- Almost 26 million Americans have diabetes, including as many as seven million individuals who have diabetes and don’t know it.
- Diabetes kills more people than AIDS and breast cancer combined.
- In 2007, diabetes claimed more than 284,000 American lives.
- Diabetes costs the American people $218 billion each year, factoring together the total costs of diagnosed cases, undiagnosed diabetes, prediabetes, and gestational diabetes.
- Diabetes impacts all social, economic, and ethnic backgrounds.
- The World Health Organization (WHO) estimates that more than 180 million people world wide have diabetes.

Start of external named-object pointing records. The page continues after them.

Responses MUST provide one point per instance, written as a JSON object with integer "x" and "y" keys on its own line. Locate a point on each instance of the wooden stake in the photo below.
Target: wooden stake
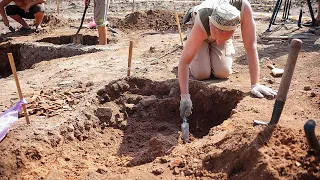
{"x": 58, "y": 6}
{"x": 129, "y": 58}
{"x": 14, "y": 72}
{"x": 179, "y": 29}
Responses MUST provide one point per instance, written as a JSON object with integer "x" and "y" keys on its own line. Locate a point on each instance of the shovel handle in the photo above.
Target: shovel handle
{"x": 295, "y": 47}
{"x": 84, "y": 14}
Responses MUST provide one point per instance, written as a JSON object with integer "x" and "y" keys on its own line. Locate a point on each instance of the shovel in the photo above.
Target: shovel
{"x": 277, "y": 72}
{"x": 185, "y": 130}
{"x": 77, "y": 38}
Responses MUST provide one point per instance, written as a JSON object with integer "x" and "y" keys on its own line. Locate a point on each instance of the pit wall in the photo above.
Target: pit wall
{"x": 27, "y": 54}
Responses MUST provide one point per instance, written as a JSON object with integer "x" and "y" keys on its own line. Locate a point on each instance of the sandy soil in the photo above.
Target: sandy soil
{"x": 90, "y": 121}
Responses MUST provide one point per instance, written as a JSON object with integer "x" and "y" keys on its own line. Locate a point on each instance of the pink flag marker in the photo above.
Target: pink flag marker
{"x": 9, "y": 117}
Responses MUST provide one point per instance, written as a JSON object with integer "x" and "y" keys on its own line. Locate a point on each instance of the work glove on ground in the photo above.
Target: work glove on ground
{"x": 259, "y": 91}
{"x": 185, "y": 105}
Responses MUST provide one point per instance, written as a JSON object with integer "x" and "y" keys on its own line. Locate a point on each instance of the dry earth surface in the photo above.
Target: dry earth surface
{"x": 90, "y": 121}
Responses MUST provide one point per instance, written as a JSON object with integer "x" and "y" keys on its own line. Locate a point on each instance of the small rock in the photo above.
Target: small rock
{"x": 177, "y": 163}
{"x": 176, "y": 171}
{"x": 152, "y": 49}
{"x": 104, "y": 114}
{"x": 234, "y": 111}
{"x": 164, "y": 159}
{"x": 87, "y": 125}
{"x": 69, "y": 137}
{"x": 70, "y": 128}
{"x": 307, "y": 88}
{"x": 104, "y": 98}
{"x": 123, "y": 125}
{"x": 55, "y": 174}
{"x": 77, "y": 134}
{"x": 64, "y": 83}
{"x": 157, "y": 170}
{"x": 90, "y": 83}
{"x": 188, "y": 172}
{"x": 270, "y": 81}
{"x": 94, "y": 176}
{"x": 52, "y": 132}
{"x": 130, "y": 108}
{"x": 149, "y": 101}
{"x": 101, "y": 171}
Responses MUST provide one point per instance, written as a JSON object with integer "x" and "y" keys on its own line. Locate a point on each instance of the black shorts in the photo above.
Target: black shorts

This number is likely to more than double by 2030.
- Diabetes is caused by the body’s inability to create or effectively use its own insulin, which is produced by islet cells found in the pancreas.
- Insulin helps regulate blood sugar (glucose) levels – providing energy to body cells and tissues.
- Without insulin, the body’s cells would be starved, causing dehydration and destruction of body tissue.
- Injecting insulin is not a cure for diabetes. It is a critical life-saving component of a daily treatment program.
- Diabetes is the seventh leading cause of death by disease among adults and reduces life expectancy by one-third.
- Approximately 4,110 new cases of diabetes are diagnosed each day.
- Almost three million Americans are hospitalized each year due to diabetes.
- Diabetes is the leading cause of new blindness in adults ages 20-74.
- Sixty-five percent of deaths among people with diabetes are due to heart disease and stroke.
- Persons with diabetes are two to four times more likely to develop heart disease than people without diabetes.
- More than 60 percent of all nontraumatic amputations occur among people with diabetes.
- Nearly 44 percent of all kidney failure is caused by diabetes. Diabetic patients are 17 times more prone to kidney disease than people who do not have the disease.
- Diabetes is also the leading cause of end stage renal disease.
- Women with diabetes face high-risk pregnancies, which can result in babies born with many health problems.